Background & Aim Mesenchymal stromal cells (MSCs) are a unique source of secreted factors that modulate an inflammatory response and enhance the repair of injured tissue. Sentien has created a novel delivery approach to enable sustained exposure to MSCs and their secreted factors, overcoming limits of cell transplantation/infusion while preserving the broad acting and dynamically responsive properties. Our lead product, SBI-101, contains allogeneic human MSCs inoculated into a hollow-fiber hemofilter, which promotes contact with patient blood via the semi-permeable membrane, while promoting MSC viability. SBI-101 is designed to restore balance to the immune system by reprograming the molecular and cellular components of blood in patients with severe organ injury. We are conducting a Phase I/II clinical study of SBI-101 in critically ill patients with Dialysis-Requiring Acute Kidney Injury (AKI-D). Methods, Results & Conclusion In the initial cohort analyzed, patients were randomized to receive SBI-101 (250 × 106 cells) or sham control up to 24 hours of treatment (n=4 per group). Over 200 exploratory biomarkers were measured to characterize the MSC response as well as the pharmacodynamic (PD) effects of SBI-101. Samples were collected for the measurement of immune cell populations, kidney injury biomarkers, and biomarkers of inflammation at pre dose, conclusion of treatment, days 1, 3, 7, 14, 21, and 28 post-treatment with SBI-101 or sham control.
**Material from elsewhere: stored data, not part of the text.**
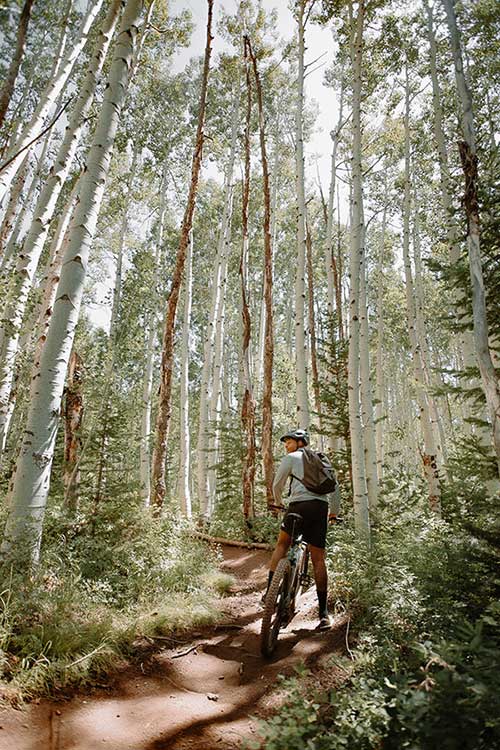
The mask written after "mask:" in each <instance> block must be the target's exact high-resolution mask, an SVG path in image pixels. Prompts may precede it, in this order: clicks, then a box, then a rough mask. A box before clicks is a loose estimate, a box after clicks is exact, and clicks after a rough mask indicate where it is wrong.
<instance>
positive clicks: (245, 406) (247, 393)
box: [239, 36, 255, 523]
mask: <svg viewBox="0 0 500 750" xmlns="http://www.w3.org/2000/svg"><path fill="white" fill-rule="evenodd" d="M243 50H244V54H243V57H244V64H245V80H246V116H245V134H244V153H245V166H244V177H243V191H242V206H241V226H242V230H241V231H242V243H241V257H240V269H239V275H240V281H241V316H242V334H243V335H242V363H243V397H242V402H241V423H242V426H243V431H244V433H245V437H246V454H245V459H244V462H243V477H242V479H243V516H244V518H245V521H246V522H247V523H249V522H251V521H252V519H253V517H254V507H253V499H254V483H255V400H254V396H253V388H252V373H251V366H252V365H251V337H252V323H251V319H250V309H249V305H248V302H249V297H248V242H249V238H248V202H249V196H250V117H251V114H252V85H251V79H250V64H251V63H250V59H249V57H250V55H249V50H248V37H247V36H244V37H243Z"/></svg>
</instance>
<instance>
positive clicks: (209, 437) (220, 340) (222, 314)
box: [206, 223, 242, 515]
mask: <svg viewBox="0 0 500 750" xmlns="http://www.w3.org/2000/svg"><path fill="white" fill-rule="evenodd" d="M230 229H231V223H229V225H228V227H227V232H226V236H225V239H224V244H225V246H226V249H225V252H224V256H223V263H222V266H221V275H220V285H221V289H220V300H219V306H218V308H217V316H216V319H215V335H214V348H213V361H212V391H211V394H210V400H209V403H208V422H209V425H210V430H209V435H208V440H207V443H206V444H207V446H208V452H209V454H210V456H211V459H210V460H211V464H212V465H211V467H210V469H209V470H208V491H209V497H210V513H209V515H211V514H212V511H213V509H214V507H215V495H216V487H215V484H216V479H217V476H216V471H215V464H216V462H217V457H218V450H219V441H220V419H221V414H222V384H223V369H224V362H223V359H224V334H225V325H226V289H227V276H228V261H229V249H230V247H229V245H230ZM240 325H241V319H240ZM240 364H241V362H240ZM238 382H239V385H241V384H242V378H240V379H239V381H238Z"/></svg>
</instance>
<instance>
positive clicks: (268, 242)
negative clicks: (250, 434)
mask: <svg viewBox="0 0 500 750" xmlns="http://www.w3.org/2000/svg"><path fill="white" fill-rule="evenodd" d="M248 50H249V54H250V57H251V60H252V66H253V72H254V77H255V88H256V92H257V107H258V113H259V140H260V155H261V162H262V182H263V188H264V310H265V323H264V363H263V364H264V367H263V370H264V383H263V388H262V460H263V466H264V482H265V485H266V500H267V504H268V506H269V505H272V504H273V503H274V498H273V479H274V459H273V410H272V397H273V358H274V335H273V325H274V324H273V237H272V232H271V198H270V189H269V170H268V166H267V146H266V134H265V118H264V106H263V101H262V86H261V82H260V74H259V69H258V66H257V60H256V58H255V54H254V51H253V48H252V43H251V41H250V39H248ZM276 153H277V151H276ZM275 185H276V182H275ZM276 195H277V191H276ZM275 215H276V203H275V206H274V212H273V222H274V225H275V226H276V223H275Z"/></svg>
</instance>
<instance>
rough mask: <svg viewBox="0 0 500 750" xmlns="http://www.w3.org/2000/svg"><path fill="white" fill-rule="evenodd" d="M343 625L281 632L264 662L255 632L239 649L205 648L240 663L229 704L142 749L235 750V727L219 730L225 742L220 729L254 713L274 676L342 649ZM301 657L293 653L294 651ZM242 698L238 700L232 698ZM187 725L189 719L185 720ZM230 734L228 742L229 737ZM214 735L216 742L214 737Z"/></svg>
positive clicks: (211, 651) (268, 690)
Data showed an MSC response that seems to be dynamic and specific to each patient. Trends in PD response were also observed. Inflammatory (anti- and pro-) markers, such as IL-10 and TNFa, consistent with MSC biology were shown to be modulated, suggestive of a shift from a pro- to anti- inflammatory state. In addition, innate and adaptive cellular immune changes were also observed, such as reduction in total monocytes. Finally, early markers of kidney injury (eg, KIM-1) were also seen to have effect sizes greater than one. Despite therapy being administered for a maximum of 24 hours, a durable effect was observed out to a week in some cases. While the study was not powered for significance, the results demonstrate a dynamic biological response from the MSCs with potentially beneficial effects in the immune system as well as in the kidney of these critically ill patients. Moreover, it supports the therapeutic hypothesis of SBI-101 as a potent immunotherapy.